Justizminister der Länder wollen Videovernehmungen auch bei heranwachsenden und erwachsenen Opfern von Sexualdelikten prüfen

Die Justizminister der Länder haben auf ihrer Justizministerkonferenz beschlossen zu prüfen, ob Videovernehmungen zur Vermeidung von Mehrfachvernehmungen bei Opfern von Sexualdelikten auch auf heranwachsende und erwachsene Opfer ausgeweitet werden können. Dies teilte das niedersächsische Justizministerium am 23.06.2017 mit. Aktuell ist dies nur bei kindlichen und jugendlichen Opfern von Sexualdelikten zulässig.

Mehrfachvernehmungen sollen bei Opfern von Sexualdelikten vermieden werden

Ziel ist es, Opfer von Sexualdelikten schon im Ermittlungsverfahren richterlich vernehmen zu lassen und diese Vernehmung in Bild und Ton aufzuzeichnen.
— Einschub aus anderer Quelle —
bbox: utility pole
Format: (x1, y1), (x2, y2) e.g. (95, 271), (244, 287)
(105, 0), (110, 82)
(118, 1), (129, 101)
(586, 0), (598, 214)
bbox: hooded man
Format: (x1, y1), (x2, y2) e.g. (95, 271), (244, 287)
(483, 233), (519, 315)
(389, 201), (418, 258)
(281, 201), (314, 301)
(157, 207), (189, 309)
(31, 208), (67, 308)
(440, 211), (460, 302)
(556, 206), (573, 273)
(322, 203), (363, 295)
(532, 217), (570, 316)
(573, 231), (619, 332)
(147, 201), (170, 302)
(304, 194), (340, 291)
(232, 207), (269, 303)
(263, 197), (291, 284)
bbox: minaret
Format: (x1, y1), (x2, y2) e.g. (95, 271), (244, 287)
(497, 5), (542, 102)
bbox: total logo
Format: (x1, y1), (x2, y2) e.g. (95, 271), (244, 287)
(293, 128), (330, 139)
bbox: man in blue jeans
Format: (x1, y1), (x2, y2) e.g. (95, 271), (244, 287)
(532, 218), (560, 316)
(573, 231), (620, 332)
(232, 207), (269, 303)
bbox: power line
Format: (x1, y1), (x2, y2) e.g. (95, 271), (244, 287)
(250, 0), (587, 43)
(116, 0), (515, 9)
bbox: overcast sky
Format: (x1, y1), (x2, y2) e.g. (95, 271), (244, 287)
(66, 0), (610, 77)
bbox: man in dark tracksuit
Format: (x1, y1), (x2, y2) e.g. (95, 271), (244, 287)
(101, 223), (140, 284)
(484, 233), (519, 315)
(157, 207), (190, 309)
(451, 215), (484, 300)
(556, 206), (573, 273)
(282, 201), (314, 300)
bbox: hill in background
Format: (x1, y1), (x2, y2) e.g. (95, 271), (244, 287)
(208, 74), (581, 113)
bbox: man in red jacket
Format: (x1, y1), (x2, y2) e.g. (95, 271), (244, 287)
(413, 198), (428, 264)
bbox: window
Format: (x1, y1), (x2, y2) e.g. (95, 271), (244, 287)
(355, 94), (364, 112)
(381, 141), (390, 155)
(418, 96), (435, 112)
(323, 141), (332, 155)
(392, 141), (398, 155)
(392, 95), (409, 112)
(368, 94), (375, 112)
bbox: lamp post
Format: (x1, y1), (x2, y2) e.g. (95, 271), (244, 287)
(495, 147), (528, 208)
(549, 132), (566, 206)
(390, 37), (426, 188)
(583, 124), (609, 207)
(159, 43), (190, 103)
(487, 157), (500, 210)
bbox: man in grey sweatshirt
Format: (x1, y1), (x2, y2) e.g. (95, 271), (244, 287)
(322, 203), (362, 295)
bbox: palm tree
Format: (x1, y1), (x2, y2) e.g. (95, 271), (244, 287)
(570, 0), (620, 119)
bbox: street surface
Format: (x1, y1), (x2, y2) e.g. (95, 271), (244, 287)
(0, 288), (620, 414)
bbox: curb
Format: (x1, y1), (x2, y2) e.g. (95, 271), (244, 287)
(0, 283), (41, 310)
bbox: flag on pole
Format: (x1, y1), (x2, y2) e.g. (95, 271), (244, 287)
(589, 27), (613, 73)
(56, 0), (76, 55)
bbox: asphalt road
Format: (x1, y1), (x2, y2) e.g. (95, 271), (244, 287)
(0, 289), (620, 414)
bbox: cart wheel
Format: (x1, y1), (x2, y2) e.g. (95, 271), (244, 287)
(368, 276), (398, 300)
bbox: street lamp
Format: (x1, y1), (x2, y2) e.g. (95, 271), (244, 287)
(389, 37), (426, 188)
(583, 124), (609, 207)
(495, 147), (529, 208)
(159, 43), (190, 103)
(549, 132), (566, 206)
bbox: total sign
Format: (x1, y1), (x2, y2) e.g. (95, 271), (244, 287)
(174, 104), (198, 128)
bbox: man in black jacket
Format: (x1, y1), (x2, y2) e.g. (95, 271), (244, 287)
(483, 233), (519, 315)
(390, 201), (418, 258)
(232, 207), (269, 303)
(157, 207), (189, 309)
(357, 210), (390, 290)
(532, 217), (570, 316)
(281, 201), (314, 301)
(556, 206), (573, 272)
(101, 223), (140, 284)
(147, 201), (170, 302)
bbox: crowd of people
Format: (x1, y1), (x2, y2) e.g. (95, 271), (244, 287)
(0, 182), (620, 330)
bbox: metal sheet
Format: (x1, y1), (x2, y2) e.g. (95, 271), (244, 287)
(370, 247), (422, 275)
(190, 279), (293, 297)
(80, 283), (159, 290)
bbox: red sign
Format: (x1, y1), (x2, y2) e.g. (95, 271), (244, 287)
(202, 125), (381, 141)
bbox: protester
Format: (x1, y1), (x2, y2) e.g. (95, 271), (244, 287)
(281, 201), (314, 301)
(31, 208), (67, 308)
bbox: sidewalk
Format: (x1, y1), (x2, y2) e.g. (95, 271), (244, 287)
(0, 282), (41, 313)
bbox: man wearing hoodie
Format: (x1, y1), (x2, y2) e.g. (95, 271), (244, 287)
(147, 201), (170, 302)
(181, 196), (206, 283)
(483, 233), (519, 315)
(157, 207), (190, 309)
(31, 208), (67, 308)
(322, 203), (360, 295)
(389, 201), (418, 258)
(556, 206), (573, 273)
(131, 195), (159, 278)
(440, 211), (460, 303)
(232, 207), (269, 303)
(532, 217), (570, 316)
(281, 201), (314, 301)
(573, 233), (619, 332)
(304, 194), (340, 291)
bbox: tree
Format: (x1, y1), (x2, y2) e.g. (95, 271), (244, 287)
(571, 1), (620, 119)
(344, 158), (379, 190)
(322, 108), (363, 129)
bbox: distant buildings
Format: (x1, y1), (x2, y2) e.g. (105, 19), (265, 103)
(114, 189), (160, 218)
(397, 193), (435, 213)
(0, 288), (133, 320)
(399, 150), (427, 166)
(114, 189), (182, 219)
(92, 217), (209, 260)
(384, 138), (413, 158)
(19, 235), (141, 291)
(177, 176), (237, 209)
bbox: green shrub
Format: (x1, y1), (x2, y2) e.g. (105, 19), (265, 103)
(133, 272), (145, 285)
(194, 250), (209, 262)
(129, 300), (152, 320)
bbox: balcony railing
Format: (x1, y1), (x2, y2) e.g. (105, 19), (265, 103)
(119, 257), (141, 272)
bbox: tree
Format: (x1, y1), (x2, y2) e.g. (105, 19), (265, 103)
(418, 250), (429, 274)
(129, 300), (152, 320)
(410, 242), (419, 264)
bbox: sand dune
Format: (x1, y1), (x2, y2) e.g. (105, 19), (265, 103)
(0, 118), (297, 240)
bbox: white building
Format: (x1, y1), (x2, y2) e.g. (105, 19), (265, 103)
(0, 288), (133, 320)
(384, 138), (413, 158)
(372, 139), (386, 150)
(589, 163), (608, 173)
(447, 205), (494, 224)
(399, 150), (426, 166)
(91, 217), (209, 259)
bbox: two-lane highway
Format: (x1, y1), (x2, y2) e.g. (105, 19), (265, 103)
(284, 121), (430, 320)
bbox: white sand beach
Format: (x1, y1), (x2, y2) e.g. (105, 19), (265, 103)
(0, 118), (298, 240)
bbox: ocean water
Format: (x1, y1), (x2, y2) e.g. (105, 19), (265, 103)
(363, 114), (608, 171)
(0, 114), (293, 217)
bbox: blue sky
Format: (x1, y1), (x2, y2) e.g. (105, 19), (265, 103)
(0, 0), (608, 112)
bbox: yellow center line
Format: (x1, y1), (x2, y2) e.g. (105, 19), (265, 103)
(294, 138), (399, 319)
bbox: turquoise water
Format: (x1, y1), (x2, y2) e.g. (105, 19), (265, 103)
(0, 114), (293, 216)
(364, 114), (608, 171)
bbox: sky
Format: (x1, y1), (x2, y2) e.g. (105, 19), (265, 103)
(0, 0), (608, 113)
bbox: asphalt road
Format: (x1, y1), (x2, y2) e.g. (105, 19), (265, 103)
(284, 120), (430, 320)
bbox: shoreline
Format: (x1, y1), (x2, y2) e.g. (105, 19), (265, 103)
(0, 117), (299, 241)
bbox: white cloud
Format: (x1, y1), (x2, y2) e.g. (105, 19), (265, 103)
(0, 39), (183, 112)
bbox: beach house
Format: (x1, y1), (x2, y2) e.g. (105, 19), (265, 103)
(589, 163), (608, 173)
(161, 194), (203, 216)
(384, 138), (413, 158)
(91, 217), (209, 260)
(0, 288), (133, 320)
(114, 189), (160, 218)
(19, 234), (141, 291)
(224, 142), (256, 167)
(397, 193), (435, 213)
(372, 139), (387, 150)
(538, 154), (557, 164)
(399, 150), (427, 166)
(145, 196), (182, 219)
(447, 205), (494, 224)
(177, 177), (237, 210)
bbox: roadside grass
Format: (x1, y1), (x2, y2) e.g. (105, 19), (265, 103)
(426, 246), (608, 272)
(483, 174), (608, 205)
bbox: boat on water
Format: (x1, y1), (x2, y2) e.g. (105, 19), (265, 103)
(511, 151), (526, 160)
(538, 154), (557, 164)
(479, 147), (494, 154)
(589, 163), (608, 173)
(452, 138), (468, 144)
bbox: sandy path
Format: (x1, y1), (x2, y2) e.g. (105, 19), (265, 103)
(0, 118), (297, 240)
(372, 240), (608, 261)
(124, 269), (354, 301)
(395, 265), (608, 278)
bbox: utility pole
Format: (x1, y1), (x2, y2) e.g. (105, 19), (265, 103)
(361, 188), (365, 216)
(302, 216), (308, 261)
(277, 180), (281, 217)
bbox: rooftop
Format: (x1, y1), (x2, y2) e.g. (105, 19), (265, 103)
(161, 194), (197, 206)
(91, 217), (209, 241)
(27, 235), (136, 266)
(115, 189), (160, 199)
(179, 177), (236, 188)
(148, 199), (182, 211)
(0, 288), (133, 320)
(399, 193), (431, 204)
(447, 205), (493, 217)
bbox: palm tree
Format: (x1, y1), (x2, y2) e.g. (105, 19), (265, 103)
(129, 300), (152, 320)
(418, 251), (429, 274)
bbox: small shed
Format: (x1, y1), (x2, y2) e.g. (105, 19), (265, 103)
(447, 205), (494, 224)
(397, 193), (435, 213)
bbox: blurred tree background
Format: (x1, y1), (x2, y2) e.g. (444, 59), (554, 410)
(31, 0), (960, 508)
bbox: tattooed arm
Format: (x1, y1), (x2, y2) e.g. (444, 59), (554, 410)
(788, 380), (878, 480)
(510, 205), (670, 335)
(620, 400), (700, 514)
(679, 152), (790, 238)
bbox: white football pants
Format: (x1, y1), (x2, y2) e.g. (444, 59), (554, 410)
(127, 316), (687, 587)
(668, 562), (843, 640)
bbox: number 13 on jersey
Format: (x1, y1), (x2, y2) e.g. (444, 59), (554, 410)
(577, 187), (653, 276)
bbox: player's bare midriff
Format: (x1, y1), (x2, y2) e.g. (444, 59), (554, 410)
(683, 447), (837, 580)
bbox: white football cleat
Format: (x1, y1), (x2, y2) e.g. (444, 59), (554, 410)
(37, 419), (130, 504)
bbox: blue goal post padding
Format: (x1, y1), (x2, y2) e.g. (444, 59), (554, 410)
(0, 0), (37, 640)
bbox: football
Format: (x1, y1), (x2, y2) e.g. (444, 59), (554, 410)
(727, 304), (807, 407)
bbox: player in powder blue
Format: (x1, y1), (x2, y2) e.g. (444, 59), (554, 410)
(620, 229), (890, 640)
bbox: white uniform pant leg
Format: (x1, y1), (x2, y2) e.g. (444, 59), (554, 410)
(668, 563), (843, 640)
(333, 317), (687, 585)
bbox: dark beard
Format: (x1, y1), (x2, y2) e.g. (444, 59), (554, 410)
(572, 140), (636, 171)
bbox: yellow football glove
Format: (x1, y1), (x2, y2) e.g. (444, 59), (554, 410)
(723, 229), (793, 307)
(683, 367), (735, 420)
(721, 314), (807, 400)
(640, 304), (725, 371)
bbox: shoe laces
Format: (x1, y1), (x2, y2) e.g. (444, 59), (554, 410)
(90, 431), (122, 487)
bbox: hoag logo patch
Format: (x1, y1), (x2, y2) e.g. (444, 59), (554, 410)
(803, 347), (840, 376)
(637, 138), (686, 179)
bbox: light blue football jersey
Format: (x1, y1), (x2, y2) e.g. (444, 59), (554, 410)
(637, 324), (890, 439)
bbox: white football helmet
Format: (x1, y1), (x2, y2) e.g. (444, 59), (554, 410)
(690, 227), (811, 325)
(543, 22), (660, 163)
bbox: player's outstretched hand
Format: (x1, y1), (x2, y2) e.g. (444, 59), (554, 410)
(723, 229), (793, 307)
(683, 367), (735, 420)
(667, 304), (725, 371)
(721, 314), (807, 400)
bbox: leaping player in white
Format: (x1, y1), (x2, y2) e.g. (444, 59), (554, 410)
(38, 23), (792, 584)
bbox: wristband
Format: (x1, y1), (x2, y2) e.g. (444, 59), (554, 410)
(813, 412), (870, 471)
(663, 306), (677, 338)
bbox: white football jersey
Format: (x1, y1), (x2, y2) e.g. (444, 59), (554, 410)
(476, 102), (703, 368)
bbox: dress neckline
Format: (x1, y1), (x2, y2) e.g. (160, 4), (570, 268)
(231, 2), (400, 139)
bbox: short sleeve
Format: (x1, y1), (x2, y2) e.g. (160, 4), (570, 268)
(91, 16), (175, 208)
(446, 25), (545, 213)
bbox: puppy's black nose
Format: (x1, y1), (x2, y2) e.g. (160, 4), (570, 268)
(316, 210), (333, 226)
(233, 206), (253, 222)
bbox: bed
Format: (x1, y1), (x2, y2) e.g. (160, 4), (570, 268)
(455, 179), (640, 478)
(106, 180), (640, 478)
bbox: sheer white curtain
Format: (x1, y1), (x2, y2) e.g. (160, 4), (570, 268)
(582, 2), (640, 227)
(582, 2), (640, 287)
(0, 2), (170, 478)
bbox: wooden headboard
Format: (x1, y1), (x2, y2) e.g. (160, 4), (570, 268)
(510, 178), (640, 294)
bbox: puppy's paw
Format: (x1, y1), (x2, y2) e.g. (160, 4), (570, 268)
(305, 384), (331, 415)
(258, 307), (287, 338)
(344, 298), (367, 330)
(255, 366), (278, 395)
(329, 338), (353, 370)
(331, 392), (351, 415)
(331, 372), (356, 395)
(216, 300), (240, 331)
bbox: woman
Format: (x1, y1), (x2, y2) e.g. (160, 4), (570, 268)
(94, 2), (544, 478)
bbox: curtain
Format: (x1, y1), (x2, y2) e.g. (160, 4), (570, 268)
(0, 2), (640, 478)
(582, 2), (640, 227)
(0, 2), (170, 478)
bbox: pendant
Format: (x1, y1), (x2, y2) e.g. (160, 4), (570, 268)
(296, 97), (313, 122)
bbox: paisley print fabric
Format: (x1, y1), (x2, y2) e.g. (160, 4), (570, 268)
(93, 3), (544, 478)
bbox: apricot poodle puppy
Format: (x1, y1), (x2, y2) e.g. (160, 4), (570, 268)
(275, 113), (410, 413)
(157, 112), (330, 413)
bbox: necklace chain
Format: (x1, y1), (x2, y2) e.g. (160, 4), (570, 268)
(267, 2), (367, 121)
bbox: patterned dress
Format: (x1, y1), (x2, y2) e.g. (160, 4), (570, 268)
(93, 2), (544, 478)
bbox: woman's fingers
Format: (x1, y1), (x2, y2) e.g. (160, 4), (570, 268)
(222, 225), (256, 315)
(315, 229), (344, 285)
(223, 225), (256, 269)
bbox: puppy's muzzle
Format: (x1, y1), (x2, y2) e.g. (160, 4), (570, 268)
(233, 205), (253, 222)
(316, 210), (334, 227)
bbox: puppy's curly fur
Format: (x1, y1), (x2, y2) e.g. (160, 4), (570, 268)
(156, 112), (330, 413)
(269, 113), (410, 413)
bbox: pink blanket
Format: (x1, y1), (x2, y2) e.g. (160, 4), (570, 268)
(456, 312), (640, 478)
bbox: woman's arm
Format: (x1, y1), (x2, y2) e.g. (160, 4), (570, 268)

Das Video kann dann später in die Hauptverhandlung eingeführt werden und auf diese Weise eine erneute Vernehmung der Zeugin oder des Zeugen vermieden werden. Nach derzeit geltendem Recht ist das Abspielen der Bild-Ton-Aufnahmen in der Hauptverhandlung an Stelle einer erneuten Vernehmung nur bei Zeugen möglich, die unter 18 Jahre alt sind oder dies zum Zeitpunkt der Tat noch waren.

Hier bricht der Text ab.